Thursday, 29 March 2012

Victory, from the jaws of culinary defeat





I had a bit of a cooking crisis this evening which turned out well, involving my attempt to tart up a frozen crumbed fish dinner by making fancy chips.


As fortune would (eventually) have it, the potato bin contained two very slightly different kinds of potato today.  They both had the same kind of pinkish skin, but one kind had flesh that was a tiny bit darker than the other.  This should have been a warning, but it wasn't.


Anyway.  I noticed this difference as I was peeling the potatoes and preparing them for the two-part cooking process I've come to trust: slice them into the chip shapes you want, then par-boil them to give them enough moisture inside that when you oven-bake them they go crispy on the outside and light and fluffy on the inside.  This process also involves gently tossing the things in vegetable oil prior to baking, and at that point you can also get fancy with the flavouring.  Tonight I cut them french-fry style and chose a ground rosemary and rock salt flavouring, which smells divine as they bake and tastes wonderful.



So, I was carefully watching the proto-chips simmering in a saucepan when I noticed that the darker of the potato types was about to melt away into the water.  BUGGER!  Heat off, into the collander in the sink.  Yup - half my chips were well on their way to being mash, and Mrs G then advocated that course of action for the lot.


Well, I'm a bloody-minded bloke and I thought no, bugger it, I'm going to make chips, and if there's some oven baked hash involved as well, so be it.  I swirled the proto-chips in the oiled bowl, with gritted teeth (me, not the chips), and then laid them out on a lined baking tray, popped them in the oven and got on with everything else.  


(The other part of tarting up dinner involved steaming carrot with garlic and adding honey after draining.  Mmmm.  For the record, the peas and crumbed fish were unadorned.)


Surprisingly, the result was wonderfully crusted, crispy chips with light fluffy insides.  Not quite as many chips as I'd intended, but they were pretty damned good.

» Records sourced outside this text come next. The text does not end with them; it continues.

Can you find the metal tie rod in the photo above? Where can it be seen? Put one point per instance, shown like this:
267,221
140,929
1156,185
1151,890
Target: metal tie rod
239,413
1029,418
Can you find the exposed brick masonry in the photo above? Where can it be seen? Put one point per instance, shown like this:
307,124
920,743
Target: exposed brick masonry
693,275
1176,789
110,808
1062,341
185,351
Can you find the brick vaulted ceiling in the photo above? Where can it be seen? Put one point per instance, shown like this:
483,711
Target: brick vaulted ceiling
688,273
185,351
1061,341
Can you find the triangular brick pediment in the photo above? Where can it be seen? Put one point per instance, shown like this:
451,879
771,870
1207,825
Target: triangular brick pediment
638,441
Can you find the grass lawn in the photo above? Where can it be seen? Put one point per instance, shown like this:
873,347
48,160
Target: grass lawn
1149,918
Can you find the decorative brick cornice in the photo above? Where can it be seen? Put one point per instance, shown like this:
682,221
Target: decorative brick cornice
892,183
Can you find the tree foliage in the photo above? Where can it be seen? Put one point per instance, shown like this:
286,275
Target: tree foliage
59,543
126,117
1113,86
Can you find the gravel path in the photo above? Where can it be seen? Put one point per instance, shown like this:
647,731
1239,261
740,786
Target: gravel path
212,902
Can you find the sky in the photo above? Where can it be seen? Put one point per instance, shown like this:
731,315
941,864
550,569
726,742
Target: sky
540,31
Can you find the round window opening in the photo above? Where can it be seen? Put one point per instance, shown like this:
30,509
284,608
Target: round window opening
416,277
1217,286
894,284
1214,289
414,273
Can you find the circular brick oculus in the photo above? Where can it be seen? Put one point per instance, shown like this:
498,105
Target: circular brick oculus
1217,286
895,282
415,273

As we sat down to dinner I described what I thought had occurred with the chips, and my darling Mrs G observed that what I had created was, in fact, oven-baked potato-crusted potato chips.


Having given them a name there is no way on earth I'll ever be able to replicate the things, but I suppose this is how new dishes are created, and I can only hope that someone out there, somewhere, is inspired enough to give it a go.